Congress established the CDM program to commission and allocate risk-based, cost-effective cybersecurity resources across the dot-gov space, with the first phase introducing network monitoring and endpoint-protection products that feed continuous diagnostics and vulnerability information into an enterprise-level dashboard. The goal is to reduce vulnerabilities and paperwork. The next phase will provide tools, sensors and integration services for federal departments and agencies with signed Memoranda of Agreements, according to Herb Josey, acting deputy director of external affairs at DHS’ Office of Cybersecurity and Communications.
The first RFQ, earmarked for DHS-wide acquisitions, was released to 17 blanket purchase agreement holders on July 8. Following the DHS deployment, the remaining five orders, covering more than 40 additional departments and agencies, will be released within 12 months.

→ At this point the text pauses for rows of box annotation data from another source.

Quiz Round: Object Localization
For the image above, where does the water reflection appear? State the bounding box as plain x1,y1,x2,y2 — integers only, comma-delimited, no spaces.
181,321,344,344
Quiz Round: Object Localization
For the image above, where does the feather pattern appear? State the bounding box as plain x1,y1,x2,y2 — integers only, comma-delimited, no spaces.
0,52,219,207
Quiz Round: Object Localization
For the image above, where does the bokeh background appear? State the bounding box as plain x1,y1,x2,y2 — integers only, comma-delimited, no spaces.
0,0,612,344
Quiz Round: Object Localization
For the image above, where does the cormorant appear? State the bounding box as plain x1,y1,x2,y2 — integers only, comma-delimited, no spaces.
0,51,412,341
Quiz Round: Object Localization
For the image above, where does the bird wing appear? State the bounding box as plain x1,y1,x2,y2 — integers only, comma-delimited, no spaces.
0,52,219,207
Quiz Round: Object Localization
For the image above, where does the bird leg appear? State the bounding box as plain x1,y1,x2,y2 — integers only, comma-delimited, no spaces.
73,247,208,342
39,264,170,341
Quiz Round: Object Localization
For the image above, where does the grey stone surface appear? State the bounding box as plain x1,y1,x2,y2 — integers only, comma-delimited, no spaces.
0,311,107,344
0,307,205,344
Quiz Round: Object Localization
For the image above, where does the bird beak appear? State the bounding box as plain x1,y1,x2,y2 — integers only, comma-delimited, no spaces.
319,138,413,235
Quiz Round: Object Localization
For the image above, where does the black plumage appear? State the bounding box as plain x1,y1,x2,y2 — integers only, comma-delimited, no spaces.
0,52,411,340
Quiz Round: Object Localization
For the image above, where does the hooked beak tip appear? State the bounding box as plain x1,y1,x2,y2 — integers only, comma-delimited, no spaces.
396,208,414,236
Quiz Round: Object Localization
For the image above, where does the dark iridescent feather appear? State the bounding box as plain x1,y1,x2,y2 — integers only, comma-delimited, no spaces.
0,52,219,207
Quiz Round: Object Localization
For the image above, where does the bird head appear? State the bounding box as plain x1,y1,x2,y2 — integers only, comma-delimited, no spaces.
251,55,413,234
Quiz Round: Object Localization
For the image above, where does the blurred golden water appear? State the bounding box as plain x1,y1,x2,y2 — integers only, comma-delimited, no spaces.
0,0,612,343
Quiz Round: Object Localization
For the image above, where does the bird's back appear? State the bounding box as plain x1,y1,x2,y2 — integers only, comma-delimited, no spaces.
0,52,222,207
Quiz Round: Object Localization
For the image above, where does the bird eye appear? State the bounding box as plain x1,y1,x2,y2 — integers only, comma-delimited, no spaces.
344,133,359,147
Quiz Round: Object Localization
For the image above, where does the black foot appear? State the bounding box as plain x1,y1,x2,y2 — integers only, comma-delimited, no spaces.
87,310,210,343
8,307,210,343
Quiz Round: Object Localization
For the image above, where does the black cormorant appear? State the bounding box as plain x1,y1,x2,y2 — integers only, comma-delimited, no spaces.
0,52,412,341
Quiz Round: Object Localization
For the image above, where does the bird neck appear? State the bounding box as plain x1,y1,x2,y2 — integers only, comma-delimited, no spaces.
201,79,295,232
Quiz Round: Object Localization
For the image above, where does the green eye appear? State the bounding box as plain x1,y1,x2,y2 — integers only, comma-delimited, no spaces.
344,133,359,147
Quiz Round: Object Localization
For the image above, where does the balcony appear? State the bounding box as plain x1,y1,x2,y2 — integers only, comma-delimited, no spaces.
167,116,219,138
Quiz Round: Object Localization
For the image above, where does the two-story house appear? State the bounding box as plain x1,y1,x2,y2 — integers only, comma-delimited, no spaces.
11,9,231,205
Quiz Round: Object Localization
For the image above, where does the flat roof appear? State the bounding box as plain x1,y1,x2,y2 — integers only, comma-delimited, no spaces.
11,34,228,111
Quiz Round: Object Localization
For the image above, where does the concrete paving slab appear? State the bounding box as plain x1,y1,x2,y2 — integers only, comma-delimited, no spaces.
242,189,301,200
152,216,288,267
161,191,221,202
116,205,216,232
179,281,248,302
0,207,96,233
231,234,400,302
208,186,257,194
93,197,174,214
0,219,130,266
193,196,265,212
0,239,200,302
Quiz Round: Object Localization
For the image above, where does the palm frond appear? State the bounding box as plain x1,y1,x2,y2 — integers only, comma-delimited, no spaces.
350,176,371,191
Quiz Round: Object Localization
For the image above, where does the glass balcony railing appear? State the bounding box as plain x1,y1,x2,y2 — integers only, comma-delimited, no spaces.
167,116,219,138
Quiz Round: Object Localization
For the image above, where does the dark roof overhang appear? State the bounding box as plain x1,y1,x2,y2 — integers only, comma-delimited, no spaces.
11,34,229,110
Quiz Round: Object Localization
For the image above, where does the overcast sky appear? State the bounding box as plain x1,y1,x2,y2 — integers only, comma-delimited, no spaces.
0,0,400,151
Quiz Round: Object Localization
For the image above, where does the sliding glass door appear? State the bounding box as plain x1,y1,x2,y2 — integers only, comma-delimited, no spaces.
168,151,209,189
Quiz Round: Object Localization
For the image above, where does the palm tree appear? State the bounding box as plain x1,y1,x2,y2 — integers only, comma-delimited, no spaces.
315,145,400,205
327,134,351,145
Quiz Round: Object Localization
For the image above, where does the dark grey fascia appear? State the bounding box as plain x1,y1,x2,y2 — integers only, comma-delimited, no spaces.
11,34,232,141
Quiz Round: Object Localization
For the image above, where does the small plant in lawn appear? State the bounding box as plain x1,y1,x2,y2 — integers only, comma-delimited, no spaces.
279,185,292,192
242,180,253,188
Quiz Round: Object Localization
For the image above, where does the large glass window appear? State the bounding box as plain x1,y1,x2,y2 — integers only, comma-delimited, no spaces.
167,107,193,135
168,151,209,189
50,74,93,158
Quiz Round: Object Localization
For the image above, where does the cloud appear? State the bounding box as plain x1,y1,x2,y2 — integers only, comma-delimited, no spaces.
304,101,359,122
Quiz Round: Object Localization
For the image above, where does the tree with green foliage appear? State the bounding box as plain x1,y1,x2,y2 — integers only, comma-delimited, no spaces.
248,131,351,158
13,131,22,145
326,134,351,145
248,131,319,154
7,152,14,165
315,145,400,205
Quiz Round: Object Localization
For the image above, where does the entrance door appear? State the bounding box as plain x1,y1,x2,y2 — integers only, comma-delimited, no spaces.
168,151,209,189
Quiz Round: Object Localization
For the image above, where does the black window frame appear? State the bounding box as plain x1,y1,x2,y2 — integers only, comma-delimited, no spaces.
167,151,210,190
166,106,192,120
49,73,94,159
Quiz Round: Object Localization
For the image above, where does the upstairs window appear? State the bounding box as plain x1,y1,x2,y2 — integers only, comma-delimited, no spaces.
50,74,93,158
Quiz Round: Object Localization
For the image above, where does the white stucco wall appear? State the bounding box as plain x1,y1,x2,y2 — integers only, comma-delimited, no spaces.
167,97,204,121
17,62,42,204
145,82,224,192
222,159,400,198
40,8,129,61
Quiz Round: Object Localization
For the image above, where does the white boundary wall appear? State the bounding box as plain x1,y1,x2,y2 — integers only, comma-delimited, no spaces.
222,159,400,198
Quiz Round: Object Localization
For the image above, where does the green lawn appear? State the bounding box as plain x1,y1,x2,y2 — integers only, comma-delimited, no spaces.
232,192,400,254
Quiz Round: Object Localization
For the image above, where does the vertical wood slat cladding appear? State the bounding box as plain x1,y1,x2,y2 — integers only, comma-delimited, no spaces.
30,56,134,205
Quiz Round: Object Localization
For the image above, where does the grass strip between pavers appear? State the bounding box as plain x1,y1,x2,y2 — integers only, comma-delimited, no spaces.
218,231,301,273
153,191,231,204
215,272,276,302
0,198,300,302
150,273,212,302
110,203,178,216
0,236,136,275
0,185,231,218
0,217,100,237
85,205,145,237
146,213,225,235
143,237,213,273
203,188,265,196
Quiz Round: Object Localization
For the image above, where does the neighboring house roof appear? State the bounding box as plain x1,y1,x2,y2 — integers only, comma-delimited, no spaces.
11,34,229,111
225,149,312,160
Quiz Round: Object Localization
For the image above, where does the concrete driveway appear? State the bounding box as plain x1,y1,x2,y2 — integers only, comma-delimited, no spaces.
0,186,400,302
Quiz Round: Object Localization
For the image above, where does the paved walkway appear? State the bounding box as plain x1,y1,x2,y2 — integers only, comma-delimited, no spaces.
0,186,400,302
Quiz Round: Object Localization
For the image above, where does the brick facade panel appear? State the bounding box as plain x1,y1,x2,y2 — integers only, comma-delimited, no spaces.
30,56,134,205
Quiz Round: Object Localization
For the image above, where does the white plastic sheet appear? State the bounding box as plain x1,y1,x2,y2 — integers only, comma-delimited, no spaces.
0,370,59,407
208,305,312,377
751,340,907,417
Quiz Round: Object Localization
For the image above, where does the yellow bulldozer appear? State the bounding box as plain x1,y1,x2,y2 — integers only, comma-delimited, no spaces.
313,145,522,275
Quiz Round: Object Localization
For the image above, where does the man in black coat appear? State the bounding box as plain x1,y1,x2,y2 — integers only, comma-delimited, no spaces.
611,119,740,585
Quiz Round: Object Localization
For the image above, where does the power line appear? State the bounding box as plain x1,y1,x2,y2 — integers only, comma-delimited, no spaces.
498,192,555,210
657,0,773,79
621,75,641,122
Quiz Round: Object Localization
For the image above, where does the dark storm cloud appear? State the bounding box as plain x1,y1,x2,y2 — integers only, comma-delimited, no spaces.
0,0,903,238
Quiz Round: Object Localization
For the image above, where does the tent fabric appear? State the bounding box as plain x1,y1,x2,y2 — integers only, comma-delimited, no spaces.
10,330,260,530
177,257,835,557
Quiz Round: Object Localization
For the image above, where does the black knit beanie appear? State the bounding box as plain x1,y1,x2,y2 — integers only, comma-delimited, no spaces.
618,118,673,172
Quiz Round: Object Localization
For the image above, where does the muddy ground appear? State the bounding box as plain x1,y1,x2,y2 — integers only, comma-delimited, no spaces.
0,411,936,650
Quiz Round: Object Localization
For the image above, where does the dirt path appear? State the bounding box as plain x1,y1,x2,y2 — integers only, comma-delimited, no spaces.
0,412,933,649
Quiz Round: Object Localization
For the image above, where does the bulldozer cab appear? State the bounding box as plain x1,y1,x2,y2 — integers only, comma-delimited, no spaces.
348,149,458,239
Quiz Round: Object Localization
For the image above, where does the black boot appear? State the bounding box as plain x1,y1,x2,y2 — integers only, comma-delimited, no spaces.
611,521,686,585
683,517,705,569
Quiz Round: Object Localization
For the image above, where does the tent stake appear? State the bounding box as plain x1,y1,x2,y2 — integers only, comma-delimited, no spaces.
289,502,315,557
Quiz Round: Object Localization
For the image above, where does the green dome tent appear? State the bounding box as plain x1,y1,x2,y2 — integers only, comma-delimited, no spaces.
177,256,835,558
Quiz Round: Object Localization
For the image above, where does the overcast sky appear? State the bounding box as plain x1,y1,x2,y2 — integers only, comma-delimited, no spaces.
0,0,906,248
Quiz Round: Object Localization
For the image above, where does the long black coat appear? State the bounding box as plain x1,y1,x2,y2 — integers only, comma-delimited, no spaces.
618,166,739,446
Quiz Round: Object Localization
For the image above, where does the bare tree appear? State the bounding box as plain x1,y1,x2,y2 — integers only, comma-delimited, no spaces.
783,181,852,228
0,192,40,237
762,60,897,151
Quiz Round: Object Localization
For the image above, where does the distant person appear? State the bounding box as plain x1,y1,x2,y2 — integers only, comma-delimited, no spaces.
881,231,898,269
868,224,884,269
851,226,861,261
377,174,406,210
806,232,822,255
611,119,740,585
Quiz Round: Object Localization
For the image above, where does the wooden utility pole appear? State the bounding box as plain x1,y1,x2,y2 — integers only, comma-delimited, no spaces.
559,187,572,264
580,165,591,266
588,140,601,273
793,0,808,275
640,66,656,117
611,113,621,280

Those five orders consist of the following agencies:
■ The Departments of Energy, Interior, Transportation, Agriculture and Veterans Affairs; the Executive Office of the President; and the Office of Personnel Management.
■ The Departments of Commerce, Justice, Labor and State; and the U.S. Agency for International Development.
■ The Departments of Treasury and Health and Human Services; the General Services Administration; NASA; the Social Security Administration; and the U.S. Postal Service.
■ The Departments of Education and Housing and Urban Development; the Broadcasting Board of Governors; Court Services and Offender Supervision Agency; Equal Employment Opportunity Commission; Federal Election Commission; Federal Energy Regulatory Commission; Federal Housing Finance Agency; Millennium Challenge Corporation; National Archives and Records Administration; Nuclear Regulatory Commission; National Science Foundation; Office of Government Ethics; and Small Business Administration.
■ Consumer Financial Protection Bureau; Consumer Product Safety Commission; Defense Nuclear Facilities Safety Board; Environmental Protection Agency; Federal Trade Commission; International Boundary and Water Commission; National Capital Planning Commission; National Labor Relations Board; National Transportation Safety Board; Occupational Safety and Health Review Commission; Pension Benefit Guaranty Corporation; Peace Corps; Recovery Accountability and Transparency Board; Selective Service System; Tennessee Valley Authority; U.S. Access Board; and African Development Foundation.
John Steufert, director of the Federal Network Resilience Division at DHS, said at an event last month that the order of the agencies included in the coming five task orders reflect variations in how far along agencies are in rolling out CDM capabilities.
“Some of the departments and agencies have a several-year history of continuous monitoring in place. They’re looking for some labor to help them and round out their base to common equivalent footing for vulnerability management configuration setting compliance, hardware asset management and software asset management. Some of them have nothing on the other extreme, and some of them have a patchwork quilt,” Streufert told an audience at a June 11 cybersecurity event sponsored by Federal Times and C4ISR&Networks.